Doodle is a free web app which helps you find suitable dates for group events, like an appointment, a conference call etc. It’s been around for a while as a hacker project, but after growing has now turned into a real startup.
The proposition has always been simple: create a poll for a suitable meeting time and let people fill in the blanks about when they are available. It’s a an idea which works very well, and is easily messed up. London-based ikordo closed through lack of funding, a complex interface and the inability to convert its largely corporate target market to the idea. By contrast Doodle has grown virally amongst geeks.
However, the London and Zurich-based Doodle, has just gone live with an Outlook plugin which allows Outlook users to automatically fill in Doodle polls and to book tentative and final slots in their calendar. In adddition, the generic MyDoodle ICS Calendar feed will connect Doodle to all other major calendars like Google Calendar, Sunbird, or Mac’s iCal and keep users updated on the state of their Doodle polls.
But guess what?
Tungle also comes as an Outlook plugin that automatically loads all of your contacts and calendar events (either from Outlook itself or other calendar apps like Google Calendar). You can choose to share your schedule with others who also have the plugin installed, and you can invite others to a meeting whether or not they use Outlook. Tungle raised $1.5m from JLA Ventures and Des Jardins Venture Capital in May 2007. TimeBridge, originally started out as a deeply integrated Outlook plug-in but re-launched with a full web only interface that integrates with your Google and Outlook calendars, and others. Jiffle is another competitor, also with Outlook sharing.
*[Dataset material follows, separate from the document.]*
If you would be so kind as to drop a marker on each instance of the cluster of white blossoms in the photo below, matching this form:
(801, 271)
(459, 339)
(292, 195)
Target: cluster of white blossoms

Both are larger and have more funding than Doodle, however, they currently claims a healthy and growing 2.5 million unique users with 80,000 users in the UK.
So perhaps Doodle will rely on other aspects to set it apart?
It’s unveiling a branded service to enable organisations to run their own private Doodle meeting scheduler. And a version to create a new poll via email rather than the Web using an email bot via init[@]doodle.com.
More significantly they are also opening up their RESTful Doodle API to enable developers to create new apps on their platform to improve scheduling of meetings, conference calls and social events. Developers could create email-based interfaces and Windows-based desktop widgets, or even integrate Doodle into mobile platforms, like Blackberry, and web portals. The Doodle API is RESTful and supports the OAuth, the promising protocol to allow secure authorization of web services. And they’re offering a week in Zurich to the developer with the best Doodle-based application.
Personally I like Doodle. I’ve been using it since it was created and it basically just works, so I’d recommend anyone giving it a try.